On Free Will and Evolution

Feb 13, 2014 14:44

This was sparked by the recent debate about creationism vs. evolution, which I find is a bit of a silly debate to begin with. I mean I have no problem with other people's religions, but your religion is not the end-all be-all nor is it belonging in a science class. If it is a religious school, go ahead and teach that. Whatever, that is your call, but I don't think people of every religion should have to learn what your religion says.


Then I hear some questions from people, I see the comments and suddenly thoughts are sparked in my mind. I won't say I am without religion myself, but my own religious beliefs do not preclude science nor are they exactly simply summed up with "I believe in this" since I am afraid that I have taken from so many different ones to create mine that it becomes a bit of a challenge to recreate the exact tenants without boring people. But religion and science are copacetic, in fact much of my philosophy is taken from stoic philosophy which says that I must be logical above all else. I don't see gods and science as being unable to go together.

People say things like, do you really think all of this was by chance? And to that I say yes. Even though I sometimes feel that there is a poetry to life, a kind of weird divine grace even in the most painful of times, I am fully aware that this might just be my human instinct to try and make order and beauty where there was none intended. Chaos and disorder, just throwing things at a wall and seeing what sticks, is often the way of evolution and life in general. But rather than disheartening me at the prospect of no god directly molding this planet and my life exactly as they intended it it actually seems rather beautiful to me.

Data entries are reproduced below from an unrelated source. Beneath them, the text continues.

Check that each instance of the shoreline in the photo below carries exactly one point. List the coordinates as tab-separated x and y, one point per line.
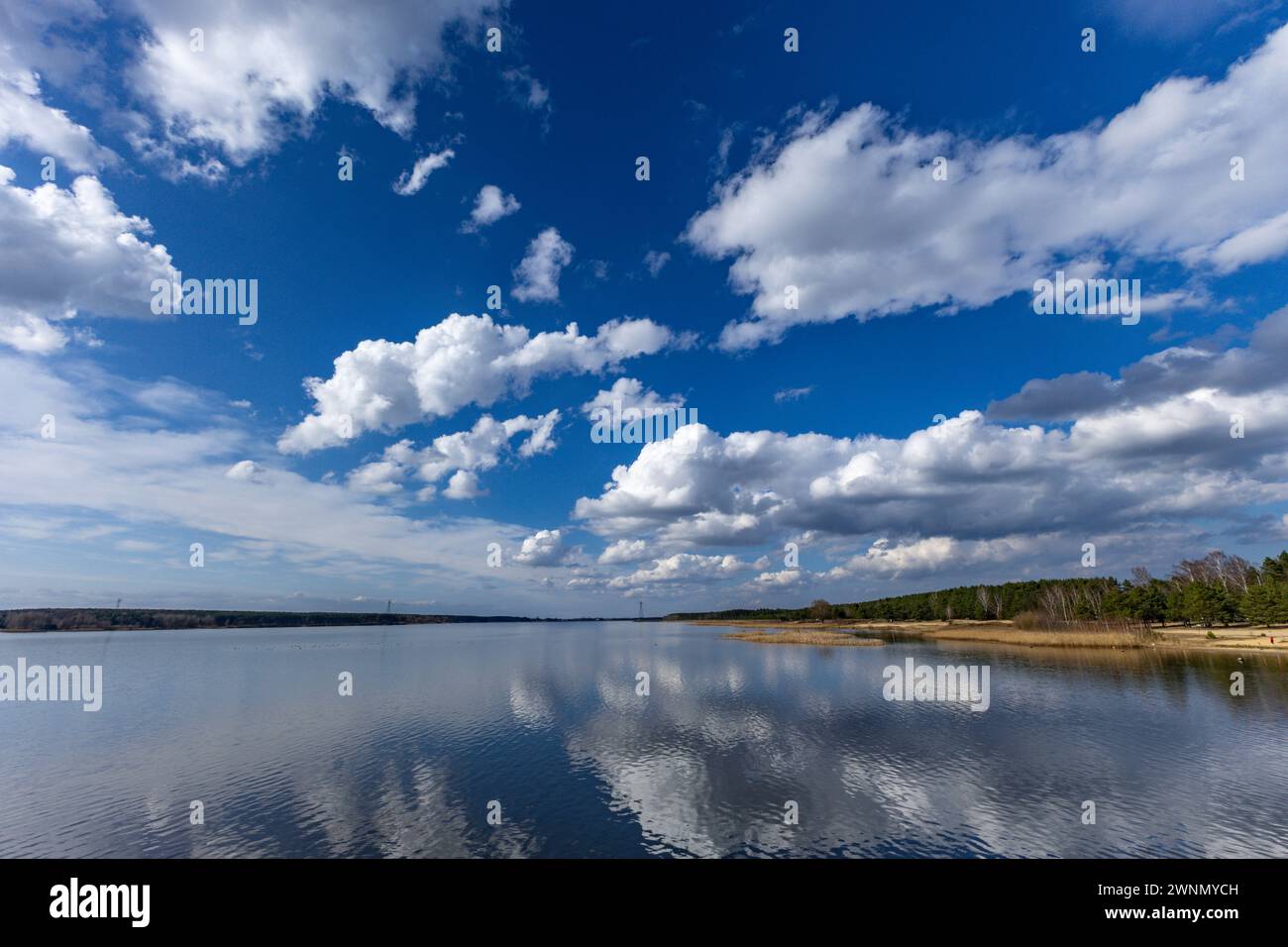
1168	638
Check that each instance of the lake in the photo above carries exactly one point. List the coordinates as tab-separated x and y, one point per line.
542	725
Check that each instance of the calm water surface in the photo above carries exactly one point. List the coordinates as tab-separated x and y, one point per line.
545	719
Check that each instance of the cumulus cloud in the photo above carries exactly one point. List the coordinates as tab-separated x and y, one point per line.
1150	449
537	274
626	552
464	360
69	252
192	480
682	567
471	451
267	68
411	182
489	206
793	393
464	484
627	394
846	209
29	48
655	262
244	471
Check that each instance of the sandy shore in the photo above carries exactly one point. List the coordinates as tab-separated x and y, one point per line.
1006	633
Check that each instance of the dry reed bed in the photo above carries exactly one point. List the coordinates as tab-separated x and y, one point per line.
795	635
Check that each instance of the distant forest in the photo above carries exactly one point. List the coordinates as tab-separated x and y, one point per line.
1218	589
132	618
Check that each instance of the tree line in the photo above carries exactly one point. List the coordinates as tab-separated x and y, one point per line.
1218	589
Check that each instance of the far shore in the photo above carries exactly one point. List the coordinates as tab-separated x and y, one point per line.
803	635
1171	637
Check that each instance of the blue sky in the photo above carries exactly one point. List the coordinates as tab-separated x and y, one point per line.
816	427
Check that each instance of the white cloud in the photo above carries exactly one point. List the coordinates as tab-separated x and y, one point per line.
464	360
464	484
27	50
537	274
793	393
267	68
69	252
544	548
655	261
473	451
489	206
411	182
626	552
630	395
683	567
1149	450
846	210
161	479
244	471
527	89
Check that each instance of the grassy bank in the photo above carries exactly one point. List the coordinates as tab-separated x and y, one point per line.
1076	635
804	635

Why? Because that means all the wonderful things in this world are only because of us. We create the art, we create the poetry, we create the meaning. No one controls us, no one tells us what to do, we just saw that it would be a good addition and did it. We brought order to chaos, poetry to disorder. It is free will at our finest. If we are to give humans credit for the evils, all the murders and rapes, all the burnings at the stake, why can we not give them an equal credit in art and beauty? To me it only adds to the human condition to be able to say that nothing created us, that we created ourselves. We may never have the answer, but I don't know why the prospect of not being pre-destined to do everything is so frightening. To me, it is absolutely exciting if that is the option that happens to be true, for that still would make us the child of star dust and explosions. We are the product of billions of years and astounding odds. That is beautiful to me.